There seems to be a number of fundamental problems with Pakistan's approach to blasphemy law in general, and some specific issues concerning its enforcement. Section 295 of Penal Code, better known as the blasphemy law, dates back to pre-partition India when it was introduced by the British Government in 1860 to protect religious feelings. In 1986, conservative religious leaders pressured General Zial-ul-Haq, the then-military dictator of the country, to amend the section introducing extreme punishments and allowing only a muslim judge to hear the case under this Section.
Prior to 1986, only 14 cases pertaining to blasphemy were reported. Since there are no strict criteria and definitions of blasphemy and no prerequisites of any evidence except for the accuser’s word, citizens often exploit this law to settle their own quarrels. In several areas, the law appears imbalanced. For instance, the secular and Sharia legal systems have fundamentally different philosophies about the role of evidence. The constitution, on the face of it, establishes equal rights for all established religions but the country has witnessed its leaders declaring a whole section of the population as non-Muslim. Neither the constitution nor the enforcement of the blasphemy laws deal satisfactorily with the issue of preventing mob rule, vigilante behavior and even lynching -- in what is by nature a very inflammatory social topic.
Furthermore, the law is clearly struggling to remain relevant and practical in an age of instantaneous global communication. The administration's current policy seems to be to delegate responsibility to bodies such as the Pakistan Telecommunications Authority (PTA), which blocks entire websites on a whim, and publishes lists of “forbidden texting vocabulary” without any clue as to how some terms are classed as acceptable and others as profane. With the inclusion of cyberspace, specifically social media and the mobile technologies, it has become life-threatening for the accused since evidence can reach the mass public in a matter of minutes. Even if the cases reach the courts, it is uncertain how the legal system will rule out the hacking of accounts and provide support without any strong legal framework around cyberspace.

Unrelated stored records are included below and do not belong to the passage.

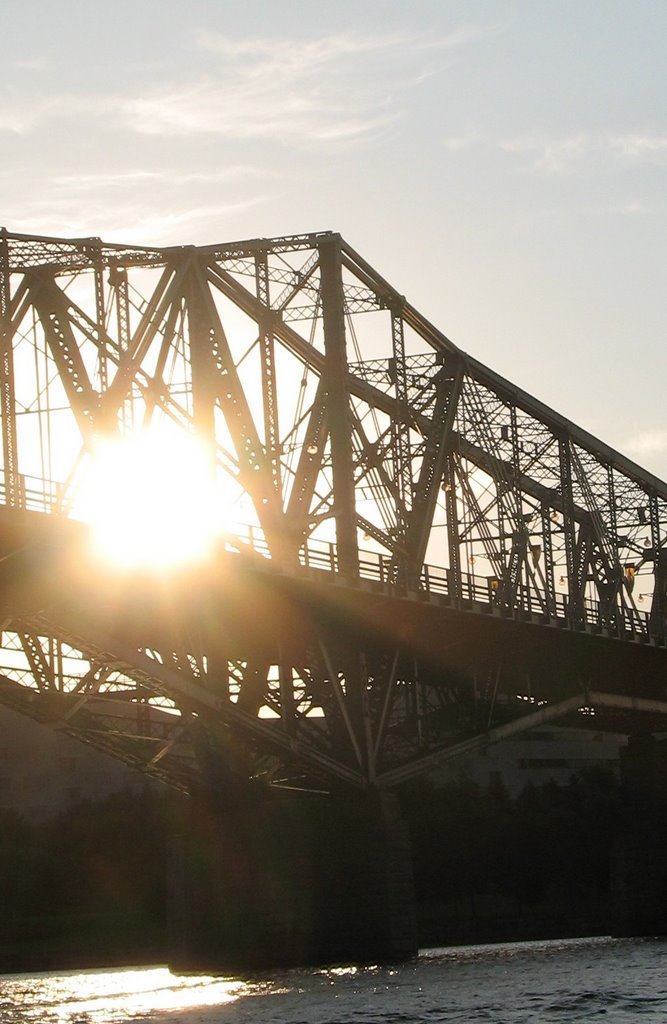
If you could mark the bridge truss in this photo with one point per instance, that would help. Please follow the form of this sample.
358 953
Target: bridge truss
418 557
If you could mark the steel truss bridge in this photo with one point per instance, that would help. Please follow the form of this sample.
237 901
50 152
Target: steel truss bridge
420 558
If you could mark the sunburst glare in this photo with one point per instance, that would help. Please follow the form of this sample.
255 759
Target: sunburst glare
152 500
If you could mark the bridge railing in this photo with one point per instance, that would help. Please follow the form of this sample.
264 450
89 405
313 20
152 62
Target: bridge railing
475 590
38 495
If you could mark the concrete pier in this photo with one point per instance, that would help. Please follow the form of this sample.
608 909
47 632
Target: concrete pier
639 868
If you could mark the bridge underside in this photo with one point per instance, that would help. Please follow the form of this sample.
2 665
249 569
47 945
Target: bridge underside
428 560
294 679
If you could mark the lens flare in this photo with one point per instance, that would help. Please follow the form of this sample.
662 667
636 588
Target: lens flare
151 501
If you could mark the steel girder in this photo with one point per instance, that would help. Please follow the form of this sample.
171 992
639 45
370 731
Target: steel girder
389 486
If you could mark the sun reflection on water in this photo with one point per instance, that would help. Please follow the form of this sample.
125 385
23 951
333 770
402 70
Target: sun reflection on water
111 996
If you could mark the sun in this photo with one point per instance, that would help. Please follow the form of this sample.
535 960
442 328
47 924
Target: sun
151 500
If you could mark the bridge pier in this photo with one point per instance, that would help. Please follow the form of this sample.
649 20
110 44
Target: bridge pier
639 868
292 881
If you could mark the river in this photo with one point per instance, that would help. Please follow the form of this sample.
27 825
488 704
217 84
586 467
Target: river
565 981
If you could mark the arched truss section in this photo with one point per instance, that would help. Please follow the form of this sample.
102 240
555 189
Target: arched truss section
359 448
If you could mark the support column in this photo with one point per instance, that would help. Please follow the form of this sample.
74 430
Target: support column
638 865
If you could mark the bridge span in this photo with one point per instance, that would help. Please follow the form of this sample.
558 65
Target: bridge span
414 557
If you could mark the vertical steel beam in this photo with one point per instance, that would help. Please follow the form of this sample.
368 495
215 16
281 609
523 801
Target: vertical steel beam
7 396
400 426
338 400
268 384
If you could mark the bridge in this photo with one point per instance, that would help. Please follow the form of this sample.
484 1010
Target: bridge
413 557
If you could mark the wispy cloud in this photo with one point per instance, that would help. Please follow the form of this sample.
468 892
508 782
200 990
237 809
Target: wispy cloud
551 156
330 88
643 147
314 89
645 443
559 155
144 206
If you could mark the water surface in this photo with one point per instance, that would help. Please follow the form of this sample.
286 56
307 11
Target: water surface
571 981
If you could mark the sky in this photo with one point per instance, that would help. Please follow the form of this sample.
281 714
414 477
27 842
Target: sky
502 163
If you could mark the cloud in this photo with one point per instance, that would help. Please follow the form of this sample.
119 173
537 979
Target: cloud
583 150
329 88
340 87
143 206
551 156
643 147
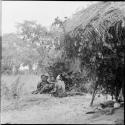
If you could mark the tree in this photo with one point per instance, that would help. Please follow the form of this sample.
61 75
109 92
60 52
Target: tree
36 37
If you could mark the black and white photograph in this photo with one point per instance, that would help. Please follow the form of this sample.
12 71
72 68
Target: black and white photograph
62 62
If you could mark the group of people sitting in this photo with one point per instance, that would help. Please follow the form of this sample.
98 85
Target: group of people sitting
55 87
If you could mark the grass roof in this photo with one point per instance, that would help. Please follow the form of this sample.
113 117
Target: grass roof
96 14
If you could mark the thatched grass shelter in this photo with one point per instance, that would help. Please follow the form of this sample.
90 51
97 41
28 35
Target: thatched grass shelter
97 14
96 24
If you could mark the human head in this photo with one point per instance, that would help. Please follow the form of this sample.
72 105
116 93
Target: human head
44 78
58 78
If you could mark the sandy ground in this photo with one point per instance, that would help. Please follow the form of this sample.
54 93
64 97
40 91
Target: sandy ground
45 109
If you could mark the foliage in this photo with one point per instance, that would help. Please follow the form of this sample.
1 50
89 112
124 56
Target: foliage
100 44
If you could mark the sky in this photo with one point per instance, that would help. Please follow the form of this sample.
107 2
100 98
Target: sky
43 12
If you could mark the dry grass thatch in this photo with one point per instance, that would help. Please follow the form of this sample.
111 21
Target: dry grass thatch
97 14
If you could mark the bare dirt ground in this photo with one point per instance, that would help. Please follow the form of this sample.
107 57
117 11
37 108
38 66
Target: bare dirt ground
45 109
38 109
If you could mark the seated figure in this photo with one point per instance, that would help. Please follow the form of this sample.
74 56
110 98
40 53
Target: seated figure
59 87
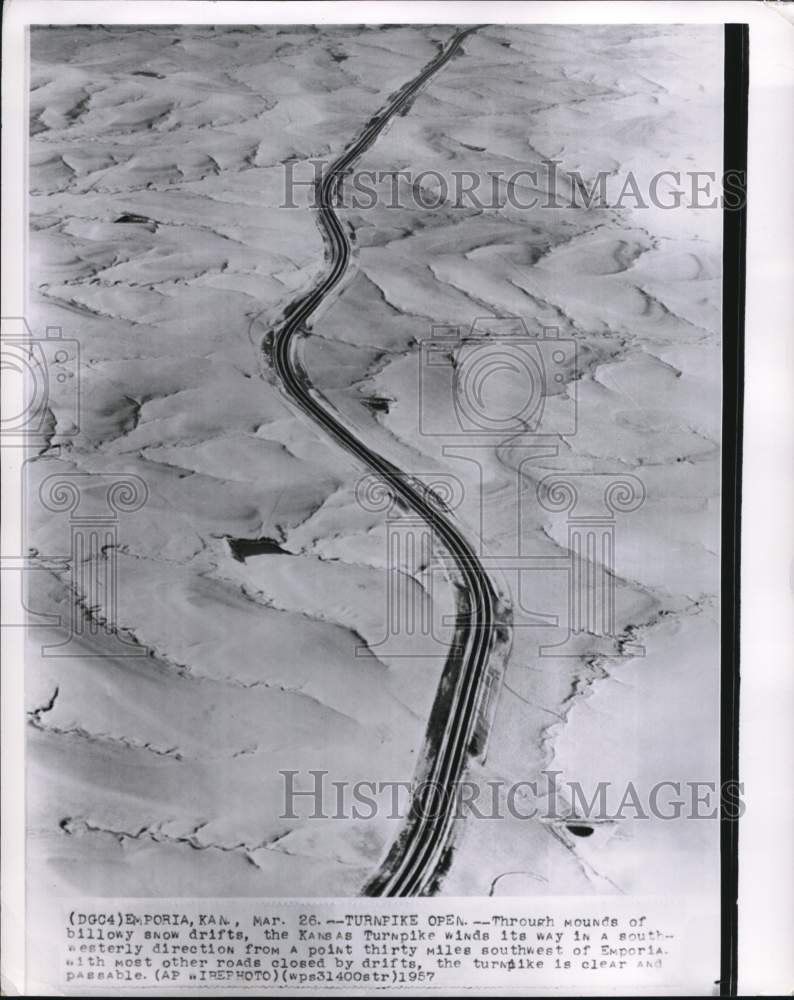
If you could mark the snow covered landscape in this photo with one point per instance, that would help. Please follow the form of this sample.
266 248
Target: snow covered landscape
251 584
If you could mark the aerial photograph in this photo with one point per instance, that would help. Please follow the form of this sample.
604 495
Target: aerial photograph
372 502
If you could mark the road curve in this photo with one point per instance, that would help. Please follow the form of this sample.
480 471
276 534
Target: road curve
413 863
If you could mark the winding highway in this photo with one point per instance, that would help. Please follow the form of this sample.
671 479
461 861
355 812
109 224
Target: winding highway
416 859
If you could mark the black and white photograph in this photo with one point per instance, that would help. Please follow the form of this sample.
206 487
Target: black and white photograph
374 587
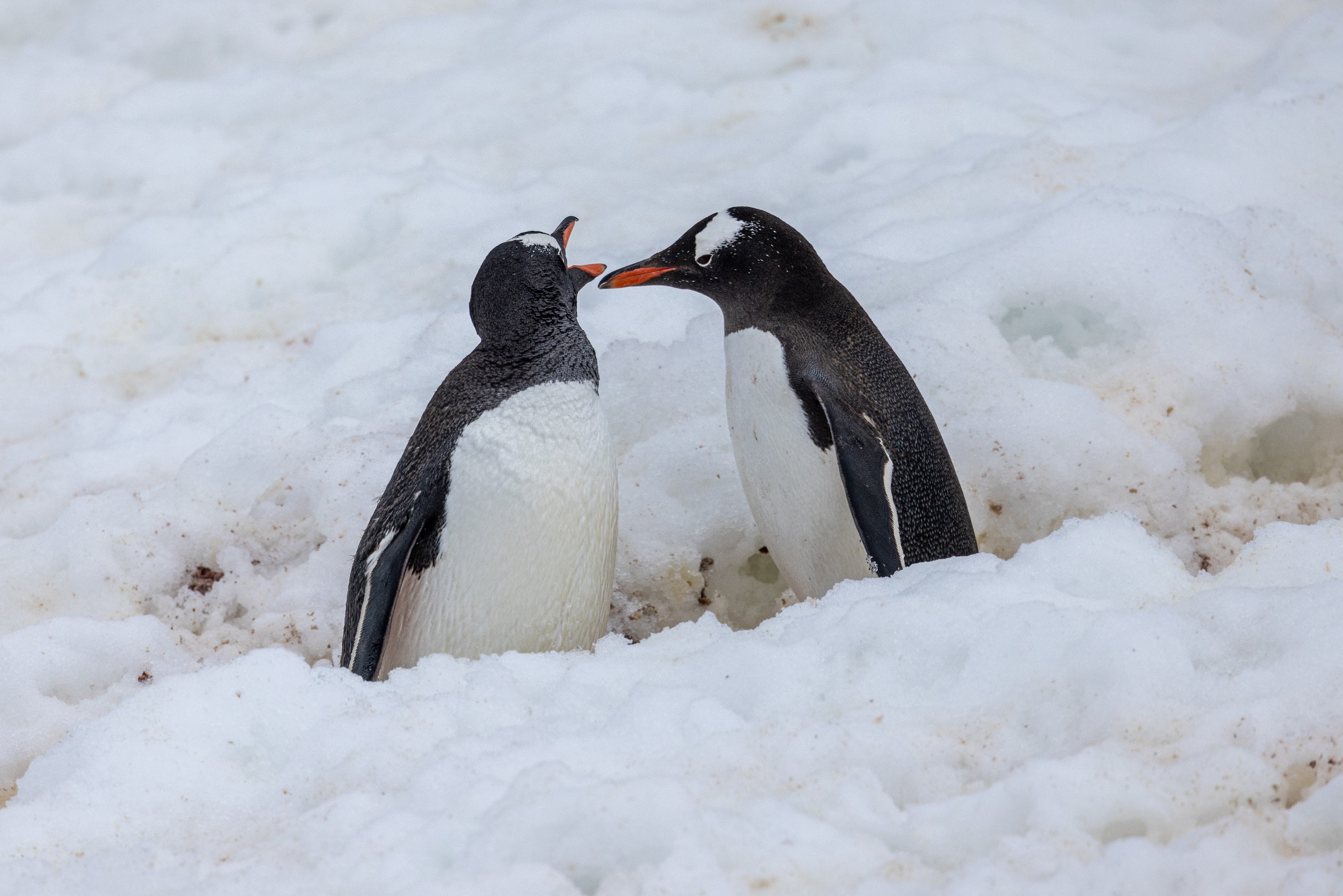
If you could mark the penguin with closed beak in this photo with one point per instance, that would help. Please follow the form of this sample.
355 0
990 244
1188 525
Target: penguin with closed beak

While the law was draconian ever since its inception, it has become lethal in the past few years. Not only does the invasion of cyberspace by this extremist behavior create security problems for the accused but also promotes a culture of self-censorship affecting freedom of expression online. Pakistani netizens have traditionally remained a strong community online with liberal, tolerant groups supporting each other including dissidents and minorities, both political, and religious. However, this recent influx of mob behavior -- which is capable within only a few hours of identifying victims online, getting their personal information, mass-sharing it with text messages, and then killing the accused -- affects the entire ecosystem of free and open online spaces in the country.
Nighat Dad is executive director of the Digital Rights Foundation in Pakistan. She lives in Lahore.